Gas, oil, electricity – the Balkans, Russia and the republics of the former USSR

At the end of November this year, Uzbekistan and Kazakhstan started talks on concluding a natural gas union. The alliance would help the two countries coordinate gas exports and supplies to domestic consumers and open the way for close integration – economic, political and defence. The Russian government immediately announced that it should become part of the agreement. Russia could thus exercise control over the strategic region and make up for the financial losses caused by the sanctions imposed by the West after the invasion of Ukraine in February this year. Uzbekistan, however, is strongly opposed to such an arrangement, and Kazakhstan has yet to make a decision.
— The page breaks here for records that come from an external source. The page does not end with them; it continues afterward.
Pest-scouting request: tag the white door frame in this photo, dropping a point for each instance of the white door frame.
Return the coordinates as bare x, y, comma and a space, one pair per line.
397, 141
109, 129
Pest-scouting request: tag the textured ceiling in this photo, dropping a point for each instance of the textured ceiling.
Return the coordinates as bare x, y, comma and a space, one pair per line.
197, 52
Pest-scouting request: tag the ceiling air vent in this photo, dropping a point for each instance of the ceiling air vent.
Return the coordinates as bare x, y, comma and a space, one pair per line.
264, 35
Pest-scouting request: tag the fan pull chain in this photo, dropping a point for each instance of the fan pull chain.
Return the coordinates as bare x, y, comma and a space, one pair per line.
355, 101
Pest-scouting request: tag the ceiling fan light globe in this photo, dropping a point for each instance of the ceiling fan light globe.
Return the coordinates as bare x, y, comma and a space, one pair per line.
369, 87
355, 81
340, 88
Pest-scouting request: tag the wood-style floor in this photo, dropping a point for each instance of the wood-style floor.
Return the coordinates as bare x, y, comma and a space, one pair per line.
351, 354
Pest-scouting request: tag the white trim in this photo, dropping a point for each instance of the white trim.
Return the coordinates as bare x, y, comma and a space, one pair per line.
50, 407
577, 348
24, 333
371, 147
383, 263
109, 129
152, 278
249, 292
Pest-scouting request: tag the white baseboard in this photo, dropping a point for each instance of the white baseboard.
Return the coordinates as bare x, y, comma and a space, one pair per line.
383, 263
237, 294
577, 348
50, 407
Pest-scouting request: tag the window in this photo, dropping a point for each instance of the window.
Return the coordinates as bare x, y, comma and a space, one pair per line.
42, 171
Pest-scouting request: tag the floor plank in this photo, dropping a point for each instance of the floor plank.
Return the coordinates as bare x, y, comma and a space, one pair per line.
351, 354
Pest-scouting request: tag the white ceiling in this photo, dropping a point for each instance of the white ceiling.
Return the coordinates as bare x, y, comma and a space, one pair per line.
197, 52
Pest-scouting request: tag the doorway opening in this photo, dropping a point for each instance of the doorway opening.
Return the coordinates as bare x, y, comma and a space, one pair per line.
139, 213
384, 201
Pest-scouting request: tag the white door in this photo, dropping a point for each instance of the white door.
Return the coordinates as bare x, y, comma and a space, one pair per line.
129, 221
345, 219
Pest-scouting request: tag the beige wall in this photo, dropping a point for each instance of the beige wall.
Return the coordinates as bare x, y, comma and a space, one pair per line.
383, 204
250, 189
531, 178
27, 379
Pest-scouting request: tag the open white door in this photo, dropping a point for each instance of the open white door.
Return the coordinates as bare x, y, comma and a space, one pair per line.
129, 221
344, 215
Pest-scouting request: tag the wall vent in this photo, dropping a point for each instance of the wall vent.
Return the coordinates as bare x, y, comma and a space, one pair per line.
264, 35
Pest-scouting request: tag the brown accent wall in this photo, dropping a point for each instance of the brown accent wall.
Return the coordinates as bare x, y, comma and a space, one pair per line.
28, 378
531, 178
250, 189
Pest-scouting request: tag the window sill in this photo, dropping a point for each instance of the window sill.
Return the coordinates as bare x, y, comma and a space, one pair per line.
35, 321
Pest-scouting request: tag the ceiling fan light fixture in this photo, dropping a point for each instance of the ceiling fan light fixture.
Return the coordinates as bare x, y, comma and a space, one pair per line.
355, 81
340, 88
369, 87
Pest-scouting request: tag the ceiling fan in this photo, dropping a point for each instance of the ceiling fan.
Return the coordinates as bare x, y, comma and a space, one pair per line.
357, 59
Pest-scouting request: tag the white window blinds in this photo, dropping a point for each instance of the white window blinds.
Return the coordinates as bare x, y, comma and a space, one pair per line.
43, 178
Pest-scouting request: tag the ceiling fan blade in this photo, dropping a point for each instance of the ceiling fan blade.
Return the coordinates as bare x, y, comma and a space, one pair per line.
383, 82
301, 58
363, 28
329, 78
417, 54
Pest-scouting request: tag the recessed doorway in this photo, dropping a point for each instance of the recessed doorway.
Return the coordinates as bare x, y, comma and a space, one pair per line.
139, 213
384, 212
During a meeting between the leaders of Turkey, Turkmenistan and Azerbaijan, President Recep Tayyip Erdoğan supported the creation of a gas pipeline that could reduce Europe’s dependence on Russia.  The pipeline would connect Turkmenistan to Azerbaijan via the Caspian Sea. Turkmenistan ranks sixth in the world – after Russia, Iran, Qatar, the US and Saudi Arabia – in terms of natural gas reserves.

The leaders of Hungary, Romania, Georgia and Azerbaijan have agreed on an undersea energy cable that could become a new energy source for European Union countries. The cable is to run under the Black Sea and connect Azerbaijan to Hungary via Georgia and Romania. Meanwhile, the Bulgarian authorities have reactivated the plan to build the Burgas-Alexandropolis oil pipeline, which Russian oil company Lukoil has supported. Bulgaria has the right to use Russian oil until the end of 2024.